L’autopsia psicologica: la scienza dell’invisibile
L’Autopsia psicologica è uno strumento clinico/investigativo che contribuisce a chiarire le dinamiche relative ad un caso di scomparsa, o in che modo è avvenuta la morte nei casi di suicidio, omicidio o morte accidentale, focalizzandosi sugli aspetti psicologici dell’evento (L. N. Eliopulos, 2008).
Le origini storiche e i primi studi
Secondo quanto riportato da Clark e Horton-Deutsch (1992), il primo studio di autopsia psicologica è rappresentato, con ogni probabilità, dalla ricerca psicoanalitica incompiuta condotta da Zilboorg su novantatré suicidi di agenti di polizia a New York City, tra il 1934 e il 1940, e descritta in un contributo a cura di Friedman (1967). La ricerca rispondeva all’esigenza, espressa in un primo luogo dal sindaco di New York, di comprendere il motivo dell’aumento di suicidi nella polizia e consisteva nell’approfondimento dei casi attraverso interviste a vedove e ad altri membri della famiglia (anni dopo la morte) da parte di un gruppo di ricerca composto da psichiatri, psicologi, assistenti sociali, sociologi, antropologi.

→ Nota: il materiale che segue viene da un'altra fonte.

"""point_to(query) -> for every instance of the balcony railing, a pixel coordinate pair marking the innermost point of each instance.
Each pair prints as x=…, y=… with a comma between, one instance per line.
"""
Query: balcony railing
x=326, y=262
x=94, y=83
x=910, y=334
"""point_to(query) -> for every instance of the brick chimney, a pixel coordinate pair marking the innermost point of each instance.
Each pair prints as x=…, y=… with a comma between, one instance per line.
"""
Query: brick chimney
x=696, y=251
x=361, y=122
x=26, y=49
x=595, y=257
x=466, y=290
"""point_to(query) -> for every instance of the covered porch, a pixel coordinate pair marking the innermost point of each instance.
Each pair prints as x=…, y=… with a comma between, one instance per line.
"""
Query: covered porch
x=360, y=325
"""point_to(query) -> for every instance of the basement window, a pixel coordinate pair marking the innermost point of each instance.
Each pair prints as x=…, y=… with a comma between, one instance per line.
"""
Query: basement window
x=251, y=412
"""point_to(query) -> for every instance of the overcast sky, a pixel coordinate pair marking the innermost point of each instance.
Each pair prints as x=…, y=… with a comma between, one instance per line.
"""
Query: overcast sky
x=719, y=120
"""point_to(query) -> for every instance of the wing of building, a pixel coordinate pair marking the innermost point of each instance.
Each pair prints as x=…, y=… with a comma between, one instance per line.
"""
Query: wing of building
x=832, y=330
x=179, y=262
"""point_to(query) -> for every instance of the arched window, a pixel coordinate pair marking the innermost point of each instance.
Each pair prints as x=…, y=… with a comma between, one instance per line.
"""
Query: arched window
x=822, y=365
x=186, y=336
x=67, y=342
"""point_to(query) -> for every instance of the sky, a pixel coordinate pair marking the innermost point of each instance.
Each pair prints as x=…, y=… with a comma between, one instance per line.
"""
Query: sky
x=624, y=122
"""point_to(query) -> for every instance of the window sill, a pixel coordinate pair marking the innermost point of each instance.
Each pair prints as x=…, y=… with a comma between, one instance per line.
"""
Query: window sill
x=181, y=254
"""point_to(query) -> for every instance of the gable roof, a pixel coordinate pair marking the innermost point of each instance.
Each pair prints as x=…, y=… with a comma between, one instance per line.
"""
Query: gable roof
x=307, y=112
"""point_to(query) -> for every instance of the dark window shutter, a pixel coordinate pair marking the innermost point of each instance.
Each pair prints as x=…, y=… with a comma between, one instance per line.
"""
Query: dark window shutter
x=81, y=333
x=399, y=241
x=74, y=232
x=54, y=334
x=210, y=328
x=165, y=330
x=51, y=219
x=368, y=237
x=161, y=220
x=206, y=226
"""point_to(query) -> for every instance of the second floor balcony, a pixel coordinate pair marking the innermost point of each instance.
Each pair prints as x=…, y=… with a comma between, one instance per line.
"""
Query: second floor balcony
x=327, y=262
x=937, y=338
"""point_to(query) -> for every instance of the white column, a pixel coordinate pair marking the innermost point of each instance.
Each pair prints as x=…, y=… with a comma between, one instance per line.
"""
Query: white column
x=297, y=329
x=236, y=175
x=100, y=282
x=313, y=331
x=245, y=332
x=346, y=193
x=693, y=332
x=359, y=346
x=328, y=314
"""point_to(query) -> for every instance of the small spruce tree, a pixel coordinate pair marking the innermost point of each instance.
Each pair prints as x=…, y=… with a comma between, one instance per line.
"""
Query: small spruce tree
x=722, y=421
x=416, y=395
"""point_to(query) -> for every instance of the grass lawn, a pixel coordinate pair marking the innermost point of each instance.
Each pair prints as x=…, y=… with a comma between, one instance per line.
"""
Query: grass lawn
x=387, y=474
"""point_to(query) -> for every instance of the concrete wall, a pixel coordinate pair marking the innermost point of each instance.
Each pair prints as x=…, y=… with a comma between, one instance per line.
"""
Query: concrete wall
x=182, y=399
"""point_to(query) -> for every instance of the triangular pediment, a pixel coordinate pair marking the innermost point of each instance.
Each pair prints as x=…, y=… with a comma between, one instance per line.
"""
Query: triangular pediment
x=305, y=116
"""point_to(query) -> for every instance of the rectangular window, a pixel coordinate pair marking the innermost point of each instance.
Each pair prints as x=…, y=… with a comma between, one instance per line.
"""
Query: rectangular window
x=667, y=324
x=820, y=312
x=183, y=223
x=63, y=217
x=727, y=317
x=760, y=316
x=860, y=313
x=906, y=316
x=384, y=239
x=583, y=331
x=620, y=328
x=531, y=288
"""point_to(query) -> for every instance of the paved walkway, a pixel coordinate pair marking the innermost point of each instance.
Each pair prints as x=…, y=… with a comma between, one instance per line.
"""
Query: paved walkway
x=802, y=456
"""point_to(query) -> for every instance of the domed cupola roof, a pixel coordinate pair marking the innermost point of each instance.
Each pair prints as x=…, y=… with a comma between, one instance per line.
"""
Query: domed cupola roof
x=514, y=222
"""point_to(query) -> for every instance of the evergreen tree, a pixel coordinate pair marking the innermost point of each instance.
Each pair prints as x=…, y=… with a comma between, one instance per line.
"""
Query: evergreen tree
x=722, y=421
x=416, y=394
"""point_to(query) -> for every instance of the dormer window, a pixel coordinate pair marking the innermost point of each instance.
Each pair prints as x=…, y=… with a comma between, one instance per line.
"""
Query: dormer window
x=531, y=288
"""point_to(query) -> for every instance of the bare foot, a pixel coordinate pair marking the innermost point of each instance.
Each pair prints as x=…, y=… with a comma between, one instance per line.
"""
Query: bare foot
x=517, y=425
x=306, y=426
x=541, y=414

Una ricostruzione retrospettiva della mente
L’autopsia psicologica, in quanto finalizzata alla comprensione della mente suicida, nasce in ambiente medico-legale quando, negli anni Cinquanta del Novecento, il dott. Theodore J. Curphey, coroner di Los Angeles, chiese al team del Los Angeles Suicide Prevention Center (LASPC) di far luce sulle morti equivoche per capire quali di questi soggetti si fossero effettivamente suicidati e quali fossero morti per altre cause: fu così che lo psicologo statunitense Edwin S. Shneidman, insieme al collega Norman Farberow, si dedicarono allo studio del suicidio e della Tanatologia, per ricercare la natura dei molteplici suicidi che si stavano verificando in quegli anni, fornendo così uno dei primi approcci multidisciplinari al problema.

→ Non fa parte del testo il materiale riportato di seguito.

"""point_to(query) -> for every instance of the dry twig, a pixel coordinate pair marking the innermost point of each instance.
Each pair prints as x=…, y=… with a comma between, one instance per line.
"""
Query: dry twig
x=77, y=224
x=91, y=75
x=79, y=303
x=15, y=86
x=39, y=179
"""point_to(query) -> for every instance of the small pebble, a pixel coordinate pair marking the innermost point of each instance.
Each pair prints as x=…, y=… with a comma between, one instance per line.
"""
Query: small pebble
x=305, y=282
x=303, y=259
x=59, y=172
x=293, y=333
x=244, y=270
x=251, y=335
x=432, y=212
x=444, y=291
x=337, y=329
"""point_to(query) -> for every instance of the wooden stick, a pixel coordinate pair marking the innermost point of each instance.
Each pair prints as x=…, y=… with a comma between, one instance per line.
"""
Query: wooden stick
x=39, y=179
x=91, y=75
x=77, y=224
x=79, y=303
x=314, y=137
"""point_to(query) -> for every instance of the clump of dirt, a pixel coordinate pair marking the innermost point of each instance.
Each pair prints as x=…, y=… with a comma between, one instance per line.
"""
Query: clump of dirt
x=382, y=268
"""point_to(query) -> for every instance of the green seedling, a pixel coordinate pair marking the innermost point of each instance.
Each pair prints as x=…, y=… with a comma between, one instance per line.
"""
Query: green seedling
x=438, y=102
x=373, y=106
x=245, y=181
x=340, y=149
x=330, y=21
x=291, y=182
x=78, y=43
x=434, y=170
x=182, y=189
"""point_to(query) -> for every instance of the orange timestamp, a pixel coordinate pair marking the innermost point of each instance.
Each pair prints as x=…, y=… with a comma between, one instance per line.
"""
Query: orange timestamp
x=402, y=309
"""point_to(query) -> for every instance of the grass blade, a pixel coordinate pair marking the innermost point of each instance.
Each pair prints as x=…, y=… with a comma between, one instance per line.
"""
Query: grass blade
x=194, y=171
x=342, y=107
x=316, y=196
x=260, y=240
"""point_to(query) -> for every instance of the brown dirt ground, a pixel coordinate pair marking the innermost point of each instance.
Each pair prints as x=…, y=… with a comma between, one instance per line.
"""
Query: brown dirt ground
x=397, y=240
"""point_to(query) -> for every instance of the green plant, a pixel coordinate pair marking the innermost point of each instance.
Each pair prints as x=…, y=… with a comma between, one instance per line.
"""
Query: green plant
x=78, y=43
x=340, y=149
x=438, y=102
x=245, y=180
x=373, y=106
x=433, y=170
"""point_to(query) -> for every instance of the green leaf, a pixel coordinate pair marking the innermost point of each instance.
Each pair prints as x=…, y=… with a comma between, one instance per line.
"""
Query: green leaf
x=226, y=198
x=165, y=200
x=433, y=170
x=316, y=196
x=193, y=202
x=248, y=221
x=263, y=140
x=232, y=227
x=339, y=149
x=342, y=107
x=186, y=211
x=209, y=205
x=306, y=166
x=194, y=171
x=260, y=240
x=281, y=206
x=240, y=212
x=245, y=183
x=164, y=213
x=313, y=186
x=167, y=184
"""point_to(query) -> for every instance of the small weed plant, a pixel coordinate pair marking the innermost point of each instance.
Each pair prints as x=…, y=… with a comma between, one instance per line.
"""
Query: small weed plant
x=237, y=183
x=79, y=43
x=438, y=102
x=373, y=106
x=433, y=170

La definizione più esaustiva di tale strumento è rinvenibile in un articolo pubblicato dallo stesso Shneidman, nel 1961, il quale la definì come una “ricostruzione retroattiva della vita di una persona, capace di individuare aspetti che ne rivelino le intenzioni rispetto alla propria morte, fornire indizi sul tipo di decesso, sul livello (se vi è stato) di partecipazione alle dinamiche del decesso e spiegare i motivi per cui la morte è avvenuta in un dato momento”.
Quando non ci sono né corpo né scena del crimine
L’Autopsia psicologica, dunque, è un esame post mortem che non necessita né di una scena del crimine, né necessariamente della presenza del corpo della vittima, né di una serialità dell’evento, anzi resta l’unico ed indispensabile strumento da utilizzare proprio nei casi in cui non si hanno le condizioni appena dette. L’obiettivo principale è quello di raccogliere i dati riguardanti la vittima o lo scomparso al fine di elaborare un profilo psicologico della/o stessa/o.
E, attraverso una ricerca discriminativa di dati ricavati dalla storia clinica, dalle relazioni sociali ed affettive, dai rapporti di lavoro e da tutta una serie di altre fonti (scritti, diari, messaggi, e-mail, ecc…), si può giungere a stabilire una valida ipotesi probabilistica in relazione a un determinato evento traumatico, sia esso ascrivibile ad un omicidio, un suicidio, un incidente o una scomparsa (volontaria e non).
Questa tecnica non ha il solo obiettivo di raccogliere i dati riguardanti la vittima al fine di ricostruire un profilo psicologico (lo status mentale) prima del decesso, del suicidio o della scomparsa, ma anche quello di valutare se, e in che misura, queste specifiche condizioni psicologiche abbiano svolto un ruolo nella genesi dei fatti che ne hanno determinato la morte o l’allontanamento.